Taking a single step forward now, uncertain how to proceed. Pain erupting in my ankle, causing me to stumble, to teeter. I almost drop the gun.
CHAPTER 37
ERIN
Commotion behind me but I’m committed. Pitching forward, screaming, ‘Ned! Ned!’
He twists his body towards the sound. I hope it’s enough to obscure the pistol from the police. He raises his other hand, holding up a block, no, a book of some kind. I realise he’s bli
nded — he needs to shade the slot in his helmet so he can see.
It’s all the advantage I need. Ten metres, five … I hit him like a cannonball. We hurtle backwards into the shed. There’s a clatter as Ned’s armour collides with the workbench and his helmet bounces onto the concrete floor. I ricochet off his iron chest, sprawling into the python embrace of a coiled hose. Entangled, frantic, I’m yelling again: ‘Ned! Shut the door!’

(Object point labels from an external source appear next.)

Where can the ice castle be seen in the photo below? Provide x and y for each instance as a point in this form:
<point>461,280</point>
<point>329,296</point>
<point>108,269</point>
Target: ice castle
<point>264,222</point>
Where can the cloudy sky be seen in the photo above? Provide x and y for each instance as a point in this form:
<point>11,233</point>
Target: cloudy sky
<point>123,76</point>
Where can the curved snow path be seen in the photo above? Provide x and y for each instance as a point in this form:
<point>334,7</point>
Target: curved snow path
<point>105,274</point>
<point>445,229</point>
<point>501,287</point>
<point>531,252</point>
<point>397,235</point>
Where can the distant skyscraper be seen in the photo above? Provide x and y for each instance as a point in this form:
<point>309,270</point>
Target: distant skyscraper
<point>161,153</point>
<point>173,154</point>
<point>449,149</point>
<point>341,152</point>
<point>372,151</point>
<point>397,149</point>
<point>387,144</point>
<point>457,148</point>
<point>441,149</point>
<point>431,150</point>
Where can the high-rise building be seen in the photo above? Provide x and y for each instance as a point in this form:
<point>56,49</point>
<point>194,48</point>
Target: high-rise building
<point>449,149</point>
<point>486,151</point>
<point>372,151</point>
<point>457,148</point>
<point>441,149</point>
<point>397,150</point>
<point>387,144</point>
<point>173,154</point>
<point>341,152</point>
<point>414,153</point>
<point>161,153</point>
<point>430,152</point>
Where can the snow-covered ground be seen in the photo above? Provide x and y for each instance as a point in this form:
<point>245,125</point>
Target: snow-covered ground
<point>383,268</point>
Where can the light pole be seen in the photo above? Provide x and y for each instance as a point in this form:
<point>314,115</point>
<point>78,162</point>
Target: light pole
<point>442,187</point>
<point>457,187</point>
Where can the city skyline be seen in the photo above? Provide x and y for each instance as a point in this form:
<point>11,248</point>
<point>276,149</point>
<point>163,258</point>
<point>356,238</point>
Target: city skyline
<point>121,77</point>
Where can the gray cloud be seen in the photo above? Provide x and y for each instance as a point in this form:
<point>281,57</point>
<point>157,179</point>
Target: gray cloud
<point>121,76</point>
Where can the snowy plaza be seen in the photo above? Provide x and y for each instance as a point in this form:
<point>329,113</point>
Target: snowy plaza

He looks winded, maybe stunned, just leaning forward, one arm steadying himself against the bench. ‘Ned!’ He dumps the gun and the book (why a book?) on the bench. He lurches to the door, begins to push. There’s a grind as the rollers resist the movement. I struggle upright. I can see the young policeman, Steele, charging towards us, a pistol in his hand. I stagger to Ned, my ribs molten, and push against his back. The door begins to roll, gathering speed. As it slams against the doorframe, there’s a rapping on the metal. ‘Police. Open up!’
I scan the shed; Mick’s tools hang on a handyman’s mural of hardware silhouettes. I snatch a tomahawk from the pegs and wedge it under the door.
Steele raps on the door again. ‘Edwards — come on out. Do not harm the girl.’
Then I remember the newspaper. The police still think Ned is dangerous. Maybe more so, now they’ve seen the armour. And if they’ve seen the gun …
I limp to the door. ‘Ned is not going to harm me but he won’t come out while you’re outside. Now get the hell out of here! I’ll talk to Senior Constable Barbara Spencer and no one else.’ I wait until I hear footsteps on the gravel. Then, for the first time since the rape, I’m alone with Ned.